Shorter depreciation periods for 20-30% or more of your building costs means higher operating costs and lower taxable income for your business. That means you may have been overpaying state and federal income taxes based on these erroneous depreciation schedules.
Not only are you entitled to a refund of those overpayments for the current tax period, but in most cases you can recapture past overpayments as well – in addition to lowering your future tax payments for the next several years.
Many businesses see six-figure payments from the IRS and state taxing authorities – some in the seven figures. The more buildings your business owns or leases, the larger your potential tax recapture.
The study required to document the correct allocation of your building costs is called a Cost Segregation Study and the IRS even recommends a particular type of study – called an engineering-based study – that’s the most precise way to allocate building and related costs.
The reason your building(s) may not currently be depreciated this way is because of the gap between accounting and engineering – and far too many businesses are falling through this crack and paying the price in their tax bills.
You can fix that – and help solve your near-term cash flow problem by doing so.
Manufacturer Tax Credit
The third leg of this tax-savings trifecta is one an estimated 95% of eligible companies are missing out on.
It’s the poorly-named research and development – or R&D – tax credit. Before you skip this section because you “Know” you don’t qualify – hold on a second. These are tax credits, after all – not just tax deductions, which means they’re worth several times as much to your bottom line depending on your tax bracket.
The confusion here is with the image that “research and development” conveys of lab coats and PhDs. But that’s a misperception made more costly as tax rules and case law have substantially liberalized what qualifies for these tax credits, including changes to the IRS rules in 2014 that make the available credits much more substantial for many businesses. Some have seen a three-fold increase in their eligible tax credits – making it far more worthy of pursuit.

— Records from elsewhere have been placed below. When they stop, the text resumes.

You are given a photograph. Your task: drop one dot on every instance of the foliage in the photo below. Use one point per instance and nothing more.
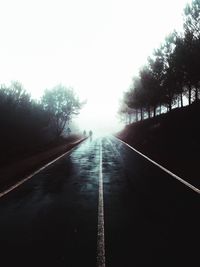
(172, 72)
(61, 103)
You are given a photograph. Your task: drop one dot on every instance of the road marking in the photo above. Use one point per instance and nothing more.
(34, 173)
(164, 169)
(100, 235)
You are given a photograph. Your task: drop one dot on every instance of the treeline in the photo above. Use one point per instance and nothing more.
(25, 123)
(171, 75)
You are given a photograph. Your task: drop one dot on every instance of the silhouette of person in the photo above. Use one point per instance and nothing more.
(90, 134)
(68, 131)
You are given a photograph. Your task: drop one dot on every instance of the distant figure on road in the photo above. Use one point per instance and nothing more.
(90, 134)
(68, 131)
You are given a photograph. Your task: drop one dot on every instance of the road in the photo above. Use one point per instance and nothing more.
(143, 217)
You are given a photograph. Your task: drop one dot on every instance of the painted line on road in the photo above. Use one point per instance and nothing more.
(34, 173)
(100, 234)
(164, 169)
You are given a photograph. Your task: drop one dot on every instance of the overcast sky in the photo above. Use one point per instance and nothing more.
(94, 46)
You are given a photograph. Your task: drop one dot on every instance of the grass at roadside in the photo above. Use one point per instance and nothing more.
(171, 139)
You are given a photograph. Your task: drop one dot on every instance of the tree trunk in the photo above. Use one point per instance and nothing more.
(136, 113)
(154, 111)
(196, 93)
(149, 112)
(170, 106)
(141, 111)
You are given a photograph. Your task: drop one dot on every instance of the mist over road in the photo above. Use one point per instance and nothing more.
(143, 216)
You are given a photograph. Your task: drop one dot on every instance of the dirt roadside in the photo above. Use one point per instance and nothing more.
(15, 172)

The reality is that even minor improvements in both products and processes can qualify for these tax credits. These can be in basic manufacturing, as well as engineering and design firms, software companies, and a host of other businesses not ordinarily thought of as research-oriented.
You do need to make something – but it doesn’t have to be a tangible product. Software , even gaming software, can qualify – as can engineering and architectural design changes and other process improvements.

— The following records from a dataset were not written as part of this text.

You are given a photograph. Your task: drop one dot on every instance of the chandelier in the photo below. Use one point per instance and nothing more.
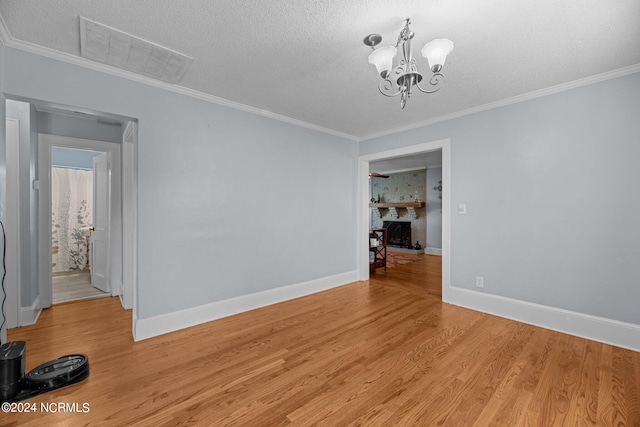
(405, 75)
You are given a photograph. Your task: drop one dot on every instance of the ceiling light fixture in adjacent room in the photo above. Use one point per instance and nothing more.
(405, 75)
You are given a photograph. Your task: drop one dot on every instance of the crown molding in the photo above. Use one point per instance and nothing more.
(8, 41)
(513, 100)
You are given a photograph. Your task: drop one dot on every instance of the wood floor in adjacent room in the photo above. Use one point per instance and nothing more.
(383, 352)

And the dollar amounts here often exceed the other two categories of tax savings combined – especially when the process is repeated annually.
You’ll generally need a payroll of $1.5 million or more to make it worthwhile, although much smaller technical companies often qualify for more tax credits than much larger companies. It all depends on the makeup of your payroll and the proportion devoted to eligible activities.

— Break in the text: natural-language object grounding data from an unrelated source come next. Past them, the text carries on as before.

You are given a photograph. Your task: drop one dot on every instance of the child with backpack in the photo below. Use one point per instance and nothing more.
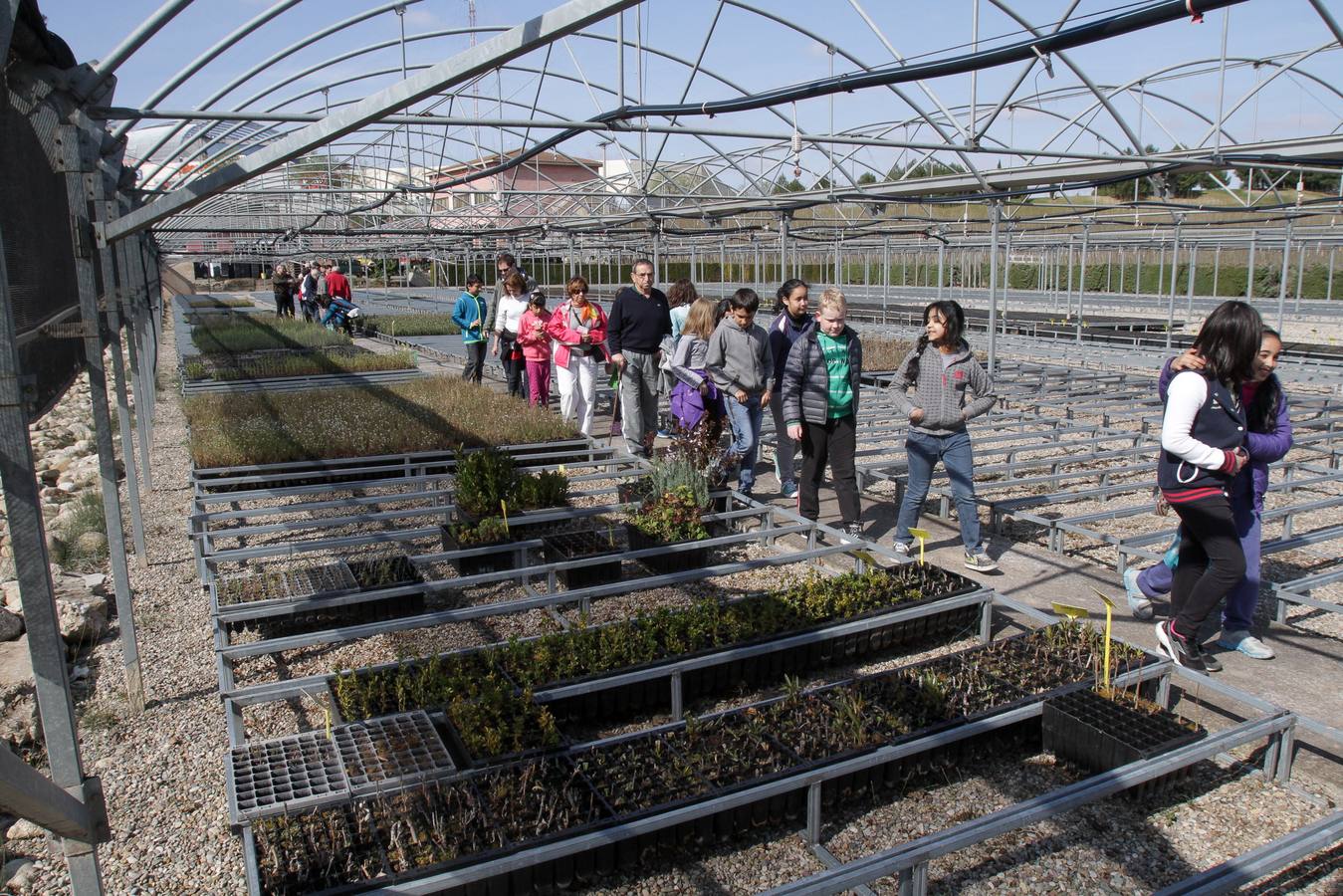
(695, 399)
(819, 394)
(1204, 435)
(740, 364)
(536, 348)
(951, 388)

This also requires an in-depth engineering study to properly document your eligibility per IRS requirements. But this too can be outsourced with minimal requirements for your own staff in providing relevant documentation for the experts conducting the study.
What About Growth?
I did start out with “Savings and Growth – You Need Them BOTH”. And you do if you hope to make your business the long-term success you expect it to be.
Growth strategies and opportunities and discussed thoroughly on this site and warrant greater attention than is possible in this summary page.
But you’ll be in a far better position to explore those opportunities with more cash available to fund them. The measures discussed above can go a long way to help fund those growth activities.
For many businesses challenged to mount an effective growth strategy today, recovering past tax overpayments – along with other vendor overpayments also available for recovery – may be the only sure path to growing their business for a more sustainable and successful future.
And even if your cash flow is sufficient for your needs, who doesn’t want more?
You might argue it’d be business malpractice not to explore these prospects. Doing so can only strengthen any manager’s position as a steward of their business.